A review of En Recuerdo de, a look at the afterlife of Mexican cemeteries in the West.

  • From En Recuerdo de by permission of the University of Nebraska Press; © 2014 Bruce F. Jordan
  • From En Recuerdo de by permission of the University of Nebraska Press; © 2014 Bruce F. Jordan
  • From En Recuerdo de by permission of the University of Nebraska Press; © 2014 Bruce F. Jordan
  • From En Recuerdo de by permission of the University of Nebraska Press; © 2014 Bruce F. Jordan
  • From En Recuerdo de by permission of the University of Nebraska Press; © 2014 Bruce F. Jordan
  • From En Recuerdo de by permission of the University of Nebraska Press; © 2014 Bruce F. Jordan
  • From En Recuerdo de by permission of the University of Nebraska Press; © 2014 Bruce F. Jordan
  • From En Recuerdo de by permission of the University of Nebraska Press; © 2014 Bruce F. Jordan

 

Some of the gravestones are crumbling. Some are illegible. All are imperfect. The camposantos, or Mexican cemeteries of the Southwest, get a close look in En Recuerdo de, Bruce F. Jordan’s collection of black-and-white photographs. Jordan documents a fading culture of cemetery craftsmanship, traveling through Texas, New Mexico and southern Colorado to capture the spirit of the old Mexican graveyards. Within the pages of En Recuerdo de, which means “in memory of,” Jordan wonders about the lives of the deceased and their families. 
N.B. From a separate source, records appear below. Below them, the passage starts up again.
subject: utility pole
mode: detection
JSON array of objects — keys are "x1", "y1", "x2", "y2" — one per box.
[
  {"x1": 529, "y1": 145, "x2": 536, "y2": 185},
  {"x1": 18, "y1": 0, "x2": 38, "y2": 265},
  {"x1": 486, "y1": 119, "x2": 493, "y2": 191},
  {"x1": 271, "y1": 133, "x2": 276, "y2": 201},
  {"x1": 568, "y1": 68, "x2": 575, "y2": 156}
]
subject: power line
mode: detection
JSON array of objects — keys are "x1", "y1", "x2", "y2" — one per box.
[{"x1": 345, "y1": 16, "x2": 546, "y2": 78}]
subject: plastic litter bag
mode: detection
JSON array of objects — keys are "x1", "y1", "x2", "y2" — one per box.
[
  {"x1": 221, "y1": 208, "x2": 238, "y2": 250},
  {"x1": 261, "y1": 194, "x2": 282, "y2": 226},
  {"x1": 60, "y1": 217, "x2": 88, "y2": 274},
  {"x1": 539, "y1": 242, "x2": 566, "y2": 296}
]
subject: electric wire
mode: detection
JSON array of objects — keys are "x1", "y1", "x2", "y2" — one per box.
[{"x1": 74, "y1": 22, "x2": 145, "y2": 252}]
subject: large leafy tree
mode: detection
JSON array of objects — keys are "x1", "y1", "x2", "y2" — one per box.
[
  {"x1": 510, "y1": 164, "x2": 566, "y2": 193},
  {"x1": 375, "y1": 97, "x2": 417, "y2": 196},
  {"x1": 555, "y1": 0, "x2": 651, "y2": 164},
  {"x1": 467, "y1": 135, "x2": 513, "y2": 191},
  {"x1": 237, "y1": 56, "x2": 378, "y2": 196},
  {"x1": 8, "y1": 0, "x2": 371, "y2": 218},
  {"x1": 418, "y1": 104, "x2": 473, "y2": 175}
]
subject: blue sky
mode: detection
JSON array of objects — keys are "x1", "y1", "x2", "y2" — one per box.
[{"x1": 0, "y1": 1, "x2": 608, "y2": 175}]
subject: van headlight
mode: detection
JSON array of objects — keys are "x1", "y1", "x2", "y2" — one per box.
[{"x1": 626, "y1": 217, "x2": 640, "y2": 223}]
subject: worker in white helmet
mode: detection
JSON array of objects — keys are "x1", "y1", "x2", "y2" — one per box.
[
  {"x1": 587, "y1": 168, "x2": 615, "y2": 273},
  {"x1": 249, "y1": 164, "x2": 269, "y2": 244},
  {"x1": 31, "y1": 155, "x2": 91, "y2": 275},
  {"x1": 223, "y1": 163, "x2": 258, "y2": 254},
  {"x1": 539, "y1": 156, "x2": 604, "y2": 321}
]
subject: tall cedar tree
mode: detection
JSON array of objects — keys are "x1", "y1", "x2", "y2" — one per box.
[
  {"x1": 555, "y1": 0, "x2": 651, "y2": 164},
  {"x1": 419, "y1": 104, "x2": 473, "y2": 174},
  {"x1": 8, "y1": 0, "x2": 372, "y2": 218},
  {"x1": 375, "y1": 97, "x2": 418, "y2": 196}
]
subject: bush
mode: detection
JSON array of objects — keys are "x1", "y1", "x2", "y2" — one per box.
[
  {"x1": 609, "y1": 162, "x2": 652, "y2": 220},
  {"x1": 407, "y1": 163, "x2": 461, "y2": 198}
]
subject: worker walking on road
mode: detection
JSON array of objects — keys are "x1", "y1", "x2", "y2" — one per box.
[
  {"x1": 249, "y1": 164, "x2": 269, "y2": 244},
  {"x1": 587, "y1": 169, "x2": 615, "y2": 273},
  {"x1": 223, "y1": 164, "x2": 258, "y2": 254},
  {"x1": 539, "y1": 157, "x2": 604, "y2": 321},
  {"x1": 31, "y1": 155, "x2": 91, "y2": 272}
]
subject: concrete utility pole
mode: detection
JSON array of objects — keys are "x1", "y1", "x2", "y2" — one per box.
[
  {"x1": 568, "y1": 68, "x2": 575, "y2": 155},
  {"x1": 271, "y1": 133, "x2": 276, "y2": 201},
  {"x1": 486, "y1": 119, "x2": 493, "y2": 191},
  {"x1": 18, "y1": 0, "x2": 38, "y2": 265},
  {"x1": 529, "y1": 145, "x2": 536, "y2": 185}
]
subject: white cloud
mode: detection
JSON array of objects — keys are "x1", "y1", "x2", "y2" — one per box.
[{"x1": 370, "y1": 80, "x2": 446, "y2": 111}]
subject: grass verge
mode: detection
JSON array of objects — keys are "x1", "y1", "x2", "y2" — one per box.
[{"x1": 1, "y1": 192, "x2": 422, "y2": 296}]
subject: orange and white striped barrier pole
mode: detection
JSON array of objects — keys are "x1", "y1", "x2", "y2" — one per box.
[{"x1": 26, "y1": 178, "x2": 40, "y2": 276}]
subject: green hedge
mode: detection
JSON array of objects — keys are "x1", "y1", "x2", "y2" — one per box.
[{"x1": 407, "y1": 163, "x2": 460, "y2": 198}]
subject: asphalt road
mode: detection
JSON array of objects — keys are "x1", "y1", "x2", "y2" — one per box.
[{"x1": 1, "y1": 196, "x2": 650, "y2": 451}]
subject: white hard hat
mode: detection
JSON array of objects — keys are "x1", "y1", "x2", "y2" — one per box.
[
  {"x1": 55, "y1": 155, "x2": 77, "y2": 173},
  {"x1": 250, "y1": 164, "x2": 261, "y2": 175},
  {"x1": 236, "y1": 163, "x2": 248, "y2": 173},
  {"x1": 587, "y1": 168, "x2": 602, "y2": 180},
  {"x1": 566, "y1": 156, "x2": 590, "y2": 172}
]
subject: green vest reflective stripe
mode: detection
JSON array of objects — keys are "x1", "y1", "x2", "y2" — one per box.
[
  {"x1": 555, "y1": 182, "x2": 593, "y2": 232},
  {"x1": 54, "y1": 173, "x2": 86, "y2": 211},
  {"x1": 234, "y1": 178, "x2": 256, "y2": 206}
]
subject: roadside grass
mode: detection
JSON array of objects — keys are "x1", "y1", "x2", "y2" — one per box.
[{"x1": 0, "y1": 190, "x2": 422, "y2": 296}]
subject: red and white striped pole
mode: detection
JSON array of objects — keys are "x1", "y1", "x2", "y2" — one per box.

The book draws links between the homogenization of cultures and the way this shift is expressed in the concept of the afterlife. Increasingly, Jordan writes, the once deeply personal cemeteries with their hand-hewn gravestones are becoming “characterless granite.” The photos, dark and full of shadows, highlight the drama of graveyards. The few light-colored objects — statues of the Virgin Mary, flowers, a pair of children’s shoes — stand out sharply, an offering from the living in memory of the dead.

En Recuerdo de: The Dying Art of Mexican Cemeteries in the Southwest
By Bruce F. Jordan, with essays by Martina Will de Chaparro and Tony Mares
176 pages, hardcover. $29.95. University of Nebraska Press, 2014.